While the line between public and private is traditionally blurry, people who are used to this relationship with those who hold positions in government tend to measure politicians’ performance in terms of how much they provide private goods as opposed to broad public goods.
But though it may have been prevalent, vote buying has been a serious constraint in the country. Research has shown that practices such as vote buying and political dynasties undermine public service delivery and poverty reduction. How can these practices, which are so deeply embedded in Filipinos’ political way of life, begin to change?
A program like the Pantawid Pamilyang Pilipino Program (Pantawid Pamilya or 4Ps), a conditional cash transfer (CCT) program, could be one way to begin a change.
As one of the Philippine government’s flagship programs in the fight against poverty, the program currently provides financial grants to 4.6 million poor households across the country that have children ages 0-18 years old, on the condition that the children regularly go to school and get health check-ups.
There is strong empirical evidence that the program is making a positive impact on the day-to-day lives of millions of poor people in the country. A recent World Bank report also highlighted Pantawid Pamilya as one of the largest and best-implemented conditional cash transfer programs in the world.
However, here we would like to draw the attention not to “what” is being delivered, but “how” it is delivered. The key principles of good governance such as transparency, openness, accountability and participation are all imbedded in the design and implementation of Pantawid Pamilya. We underscore this in the new briefing note “Why Does the Conditional Cash Transfer Program Matter in the Philippines?”

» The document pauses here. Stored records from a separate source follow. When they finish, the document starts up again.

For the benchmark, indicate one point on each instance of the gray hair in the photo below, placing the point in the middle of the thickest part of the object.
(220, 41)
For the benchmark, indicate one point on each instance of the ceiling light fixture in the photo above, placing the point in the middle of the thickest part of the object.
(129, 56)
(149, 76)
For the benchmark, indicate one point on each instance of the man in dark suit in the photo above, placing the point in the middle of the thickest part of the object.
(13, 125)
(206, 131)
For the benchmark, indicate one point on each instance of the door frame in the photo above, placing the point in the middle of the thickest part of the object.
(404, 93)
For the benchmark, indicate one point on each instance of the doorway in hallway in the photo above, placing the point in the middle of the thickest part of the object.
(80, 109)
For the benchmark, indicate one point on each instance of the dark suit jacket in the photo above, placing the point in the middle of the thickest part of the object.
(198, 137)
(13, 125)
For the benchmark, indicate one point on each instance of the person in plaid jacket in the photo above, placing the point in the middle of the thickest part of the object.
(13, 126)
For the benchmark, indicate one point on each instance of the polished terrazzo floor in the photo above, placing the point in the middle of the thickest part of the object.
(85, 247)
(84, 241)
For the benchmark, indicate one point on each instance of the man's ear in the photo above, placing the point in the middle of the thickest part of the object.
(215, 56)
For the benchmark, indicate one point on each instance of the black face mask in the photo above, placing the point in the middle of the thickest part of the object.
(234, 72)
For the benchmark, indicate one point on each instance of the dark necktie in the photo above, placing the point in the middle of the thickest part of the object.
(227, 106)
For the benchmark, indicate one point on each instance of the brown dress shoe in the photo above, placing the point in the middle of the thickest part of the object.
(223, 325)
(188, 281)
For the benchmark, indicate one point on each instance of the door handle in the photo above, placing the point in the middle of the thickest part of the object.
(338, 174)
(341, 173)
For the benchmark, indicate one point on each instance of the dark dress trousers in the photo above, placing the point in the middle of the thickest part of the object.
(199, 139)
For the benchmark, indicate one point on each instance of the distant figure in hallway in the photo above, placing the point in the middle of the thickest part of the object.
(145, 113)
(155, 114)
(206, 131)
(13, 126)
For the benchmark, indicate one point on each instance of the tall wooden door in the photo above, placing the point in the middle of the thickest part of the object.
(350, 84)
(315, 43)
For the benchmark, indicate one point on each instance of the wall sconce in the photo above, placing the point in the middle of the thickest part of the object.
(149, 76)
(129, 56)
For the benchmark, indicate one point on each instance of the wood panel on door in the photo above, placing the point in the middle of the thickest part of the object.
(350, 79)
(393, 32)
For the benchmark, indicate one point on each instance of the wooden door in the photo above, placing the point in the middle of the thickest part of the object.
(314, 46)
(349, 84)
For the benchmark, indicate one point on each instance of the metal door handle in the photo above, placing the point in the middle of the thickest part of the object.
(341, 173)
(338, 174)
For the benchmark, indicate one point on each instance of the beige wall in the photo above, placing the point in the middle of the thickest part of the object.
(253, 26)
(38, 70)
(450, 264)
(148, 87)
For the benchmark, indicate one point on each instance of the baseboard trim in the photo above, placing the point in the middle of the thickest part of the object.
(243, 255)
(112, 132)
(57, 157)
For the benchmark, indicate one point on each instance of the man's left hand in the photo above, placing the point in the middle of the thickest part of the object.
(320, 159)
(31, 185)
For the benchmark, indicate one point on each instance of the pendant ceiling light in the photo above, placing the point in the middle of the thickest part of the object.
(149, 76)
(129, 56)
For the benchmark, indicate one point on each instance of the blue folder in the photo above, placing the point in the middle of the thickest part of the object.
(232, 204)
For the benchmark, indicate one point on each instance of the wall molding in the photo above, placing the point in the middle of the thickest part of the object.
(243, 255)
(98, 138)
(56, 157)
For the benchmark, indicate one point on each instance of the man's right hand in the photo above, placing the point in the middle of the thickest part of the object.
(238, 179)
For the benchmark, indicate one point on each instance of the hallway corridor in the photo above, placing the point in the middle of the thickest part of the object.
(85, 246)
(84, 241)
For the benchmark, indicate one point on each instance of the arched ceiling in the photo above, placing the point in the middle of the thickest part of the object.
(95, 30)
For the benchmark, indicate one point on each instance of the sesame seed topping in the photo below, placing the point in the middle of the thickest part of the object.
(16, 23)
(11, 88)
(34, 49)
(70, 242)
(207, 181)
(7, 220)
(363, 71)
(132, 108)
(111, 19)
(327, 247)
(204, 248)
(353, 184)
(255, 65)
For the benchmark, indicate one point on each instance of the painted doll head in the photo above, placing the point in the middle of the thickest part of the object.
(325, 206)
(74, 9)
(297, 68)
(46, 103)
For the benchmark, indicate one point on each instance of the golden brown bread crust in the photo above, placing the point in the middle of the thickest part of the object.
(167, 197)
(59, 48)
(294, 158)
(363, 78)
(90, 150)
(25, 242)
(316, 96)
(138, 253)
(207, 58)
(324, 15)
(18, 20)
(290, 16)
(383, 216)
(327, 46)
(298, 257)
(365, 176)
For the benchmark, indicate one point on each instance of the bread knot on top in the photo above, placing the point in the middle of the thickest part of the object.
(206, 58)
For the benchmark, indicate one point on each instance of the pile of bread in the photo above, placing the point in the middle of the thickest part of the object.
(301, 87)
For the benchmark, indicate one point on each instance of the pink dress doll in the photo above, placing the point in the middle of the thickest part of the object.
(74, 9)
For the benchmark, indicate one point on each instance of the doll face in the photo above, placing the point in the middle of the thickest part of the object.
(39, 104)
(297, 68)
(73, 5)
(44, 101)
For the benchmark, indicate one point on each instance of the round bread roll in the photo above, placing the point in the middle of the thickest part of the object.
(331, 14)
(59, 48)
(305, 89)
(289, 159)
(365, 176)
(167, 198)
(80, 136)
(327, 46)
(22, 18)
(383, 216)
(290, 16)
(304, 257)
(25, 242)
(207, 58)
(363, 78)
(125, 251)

Unlike the old ways, the 4Ps beneficiaries are selected using a national household targeting system for poverty reduction – Listahanan -- which relies on objective and verifiable criteria, including household income, to identify poor families. Moreover, the poverty status is validated by the community.
The targeting system works very well. In 2013, 65 percent of the CCT beneficiaries were poor with 82 percent coming from the bottom 40 percent of the population. According to the World Bank report “The State of Social Safety Nets 2015”, these results put Pantawid Pamilya among the best targeted CCT programs in the world.
Because objective criteria are used to identify poor families, the lists of the poor are now open for verification by members of the community before households are officially enrolled in the program and given the cash grants. Furthermore, along with Listahanan, a transparent and well-functioning grievance redress system helps people realize that access to government services is no longer contingent upon their political support.
One beneficiary expressed it like this: “I am getting this grant because my name is in the computer”.
Not because she voted for the mayor. Even better, the conditions—her children attending school and the whole family going to the health facility—now make her understand that it is her right to demand that these services get delivered to citizens and that the government at all levels is responsible and accountable for that delivery.
The way the CCT program is delivered to its beneficiaries marks a significant departure from the long-established vote buying and patronage politics of service delivery in the Philippines. Also, it holds potential for transforming governance in the country.
We believe that one of the most profound transformations in government-citizen relations begins when citizens start demanding that the government deliver services as its obligation and duty, not as a personal favor, and that the government be held accountable for that delivery.